- Born: Benzion Shalom Eliezer Freshwater 1948 (age 77–78)
- Occupation: Property developer
- Relatives: Ben Zion Halberstam (grandfather)

= Benzion Freshwater =

British businessman

Benzion Shalom Eliezer Freshwater (born 1948) is a British billionaire property investor of Haredi Jewish descent, known for his leadership within the Freshwater Group and its main company, Daejan Holdings. He is one of the UK's largest private landlords and is active in Orthodox Jewish philanthropy.

==Early life==
Benzion Shalom Eliezer Freshwater is the son of Osias Freshwater (1897–1976), born in the village of Staszów, Galicia, Poland, who emigrated to England in 1939. His wife and three children were murdered in the Holocaust. In 1947 he married Nechama Golda Stempel née Halberstam, widowed daughter of Rabbi Ben Zion Halberstam, the second Bobover Rebbe, and they had two sons, Benzion and Solomon. Osias built up Daejan Holdings into one of London's largest private landlords and his sons, Benzion and Rabbi Shlomo are now Executive Directors.

==Career==
In 2007 it was reported that he held 279 directorships. He operates mainly through Daejan Holdings plc, a company that was quoted on the London Stock Exchange until May 2020 when it was fully bought by the Freshwater family, which previously had built up a 79% stake. Daejan's UK portfolio is managed by Highdorn, part of the Freshwater Group of Companies. In 2022 they were fined £30k after failing to license a property.
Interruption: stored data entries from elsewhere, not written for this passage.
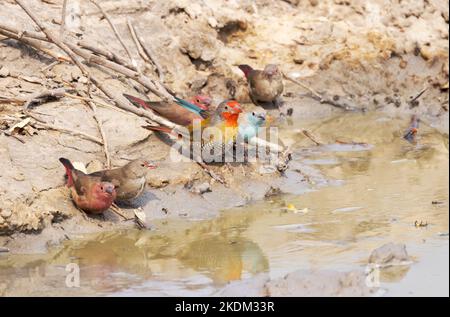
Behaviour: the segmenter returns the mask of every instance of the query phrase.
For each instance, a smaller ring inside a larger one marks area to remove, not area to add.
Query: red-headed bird
[[[214,110],[209,110],[208,112],[202,113],[203,119],[199,121],[201,133],[204,132],[206,128],[210,128],[209,131],[214,132],[212,129],[217,129],[216,132],[211,133],[208,139],[202,138],[201,149],[211,149],[213,147],[224,147],[225,145],[230,145],[236,140],[238,134],[238,119],[242,112],[241,105],[235,100],[225,100],[219,104],[219,106]],[[175,136],[180,136],[176,130],[172,130],[168,127],[163,126],[145,126],[144,128],[152,131],[160,131]],[[193,141],[194,125],[187,126],[190,139]],[[220,137],[220,138],[219,138]]]
[[[283,75],[277,65],[269,64],[264,70],[253,69],[249,65],[239,65],[248,82],[250,98],[253,103],[271,103],[279,108],[282,105]]]
[[[193,97],[189,102],[177,97],[175,97],[175,102],[153,102],[127,94],[123,94],[123,96],[135,106],[152,110],[156,114],[181,126],[188,126],[193,120],[202,119],[201,113],[208,111],[212,102],[210,97],[202,95]]]
[[[59,161],[66,168],[67,187],[70,188],[75,205],[86,212],[99,214],[111,207],[116,199],[116,190],[110,182],[100,176],[91,176],[75,169],[66,158]]]

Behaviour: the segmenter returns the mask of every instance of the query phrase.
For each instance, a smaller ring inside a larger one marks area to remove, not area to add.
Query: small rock
[[[211,192],[211,185],[208,182],[204,182],[202,184],[196,185],[192,188],[192,192],[202,195],[204,193],[209,193]]]
[[[2,224],[4,224],[4,223],[5,223],[5,219],[3,219],[2,216],[0,216],[0,225],[2,225]]]
[[[400,64],[399,64],[398,66],[399,66],[400,68],[402,68],[402,69],[405,69],[406,66],[408,66],[408,62],[405,61],[404,59],[402,59],[402,60],[400,61]]]
[[[5,248],[5,247],[0,247],[0,253],[2,253],[2,252],[4,252],[4,253],[9,252],[9,249]]]
[[[214,17],[209,17],[208,18],[208,24],[212,27],[215,28],[217,26],[217,20]]]
[[[264,197],[271,197],[271,196],[277,196],[281,194],[281,189],[279,187],[273,187],[270,186],[270,188],[267,190],[266,194],[264,195]]]
[[[389,265],[409,260],[406,245],[403,243],[387,243],[372,251],[369,263]]]
[[[2,210],[2,212],[0,212],[0,216],[2,216],[5,219],[11,217],[11,215],[12,215],[11,210],[5,209],[5,210]]]
[[[25,180],[25,176],[22,173],[17,173],[13,178],[18,182],[23,182]]]
[[[427,46],[422,46],[420,48],[420,56],[426,61],[430,60],[433,57],[433,52]]]
[[[6,66],[0,67],[0,77],[8,77],[9,69]]]

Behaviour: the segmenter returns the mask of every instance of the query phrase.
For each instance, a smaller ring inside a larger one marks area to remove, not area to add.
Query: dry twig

In 2026, a Guardian article highlighted Freshwater's and Daejan's name, depicting them as "absentee landlords" responsible for the high level of vacant shops in the town of Newton Aycliffe, fueling political discontentment and the rise of the Reform party.
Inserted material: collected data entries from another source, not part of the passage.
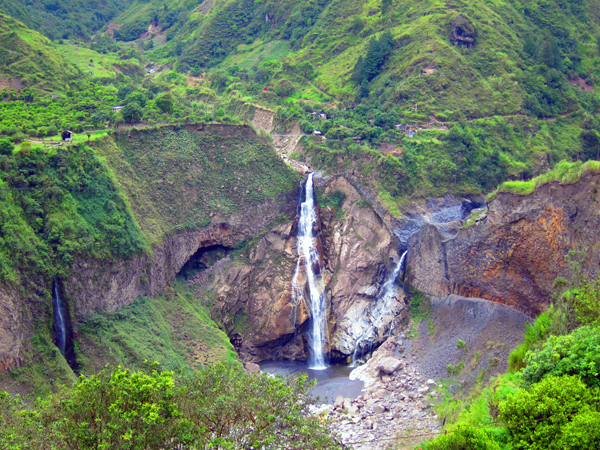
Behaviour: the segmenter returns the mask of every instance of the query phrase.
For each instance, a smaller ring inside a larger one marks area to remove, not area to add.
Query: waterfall
[[[382,286],[384,299],[389,299],[394,296],[394,283],[396,282],[396,278],[398,278],[398,274],[402,270],[402,266],[404,265],[404,259],[406,258],[407,253],[408,250],[402,253],[402,256],[400,257],[400,261],[398,261],[396,268]]]
[[[64,320],[64,307],[60,298],[60,291],[58,288],[58,278],[54,277],[52,286],[52,308],[54,310],[54,329],[55,339],[57,347],[63,356],[66,355],[67,350],[67,326]]]
[[[396,278],[398,278],[398,275],[402,270],[402,267],[404,266],[404,260],[406,259],[407,253],[408,251],[405,251],[402,254],[400,260],[398,261],[398,264],[394,268],[394,271],[390,274],[389,278],[386,280],[383,286],[381,286],[381,296],[374,303],[373,308],[370,308],[370,310],[368,311],[368,314],[372,319],[371,326],[367,330],[365,330],[365,332],[361,334],[360,337],[357,339],[356,346],[354,348],[354,353],[352,354],[352,364],[350,364],[350,367],[356,367],[356,360],[360,350],[360,344],[362,344],[362,342],[365,340],[369,342],[369,340],[372,340],[376,337],[375,331],[377,327],[382,325],[381,322],[383,317],[391,309],[393,302],[396,299],[394,284],[396,282]],[[390,335],[392,333],[392,326],[393,322],[390,324]]]
[[[317,223],[313,188],[313,173],[306,180],[306,194],[301,204],[300,220],[298,221],[298,262],[292,281],[292,305],[297,305],[299,299],[310,310],[310,330],[308,335],[310,345],[309,368],[322,370],[327,368],[325,363],[325,343],[327,334],[327,305],[325,302],[324,283],[321,279],[321,261],[313,236],[313,226]],[[304,264],[302,264],[304,263]],[[302,267],[305,268],[308,282],[309,299],[304,296],[302,282]]]

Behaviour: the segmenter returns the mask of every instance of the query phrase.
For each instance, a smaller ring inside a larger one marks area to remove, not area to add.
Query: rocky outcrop
[[[293,211],[289,202],[266,203],[229,219],[216,215],[206,228],[166,236],[151,255],[128,261],[77,260],[64,280],[65,295],[73,299],[76,320],[116,311],[141,295],[158,295],[198,250],[215,245],[231,248],[261,233],[278,214],[293,215]]]
[[[323,247],[324,279],[330,305],[328,352],[345,359],[356,342],[373,329],[373,344],[383,341],[404,314],[401,293],[377,317],[381,286],[399,259],[397,243],[378,214],[361,205],[361,195],[344,177],[315,177],[321,195],[345,195],[340,214],[321,208],[316,234]],[[306,359],[305,336],[309,313],[303,303],[292,305],[291,282],[298,258],[294,223],[280,225],[264,235],[248,260],[229,261],[218,270],[202,274],[195,282],[204,286],[204,298],[213,304],[213,317],[236,336],[245,359]],[[212,294],[210,294],[212,293]]]
[[[425,225],[409,239],[410,284],[424,293],[504,303],[528,315],[549,304],[553,283],[568,277],[565,255],[583,250],[583,267],[600,269],[600,176],[550,183],[527,196],[502,193],[479,225],[442,231]]]
[[[331,352],[334,358],[352,355],[361,337],[369,334],[373,347],[406,316],[401,289],[384,305],[382,286],[399,262],[398,241],[382,218],[361,203],[361,195],[343,177],[328,182],[326,193],[346,195],[344,220],[324,215],[325,251],[335,276],[331,296]]]
[[[31,333],[24,326],[20,295],[0,288],[0,373],[16,369],[24,359],[23,341]]]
In the Sunday Times Rich List Freshwater's fortune rose from £1 billion in 2009 to £1.6 billion in 2016, with his net worth estimated at £2.6 billion according to the 2025 edition.

He is a trustee of Mayfair Charities Limited, a registered charity which disbursed £8,553,000 in 2007-8 to "organisations and institutions engaged in the provision of education and promotion of religious observance within the tenets of orthodox Judaism and for the relief of poverty."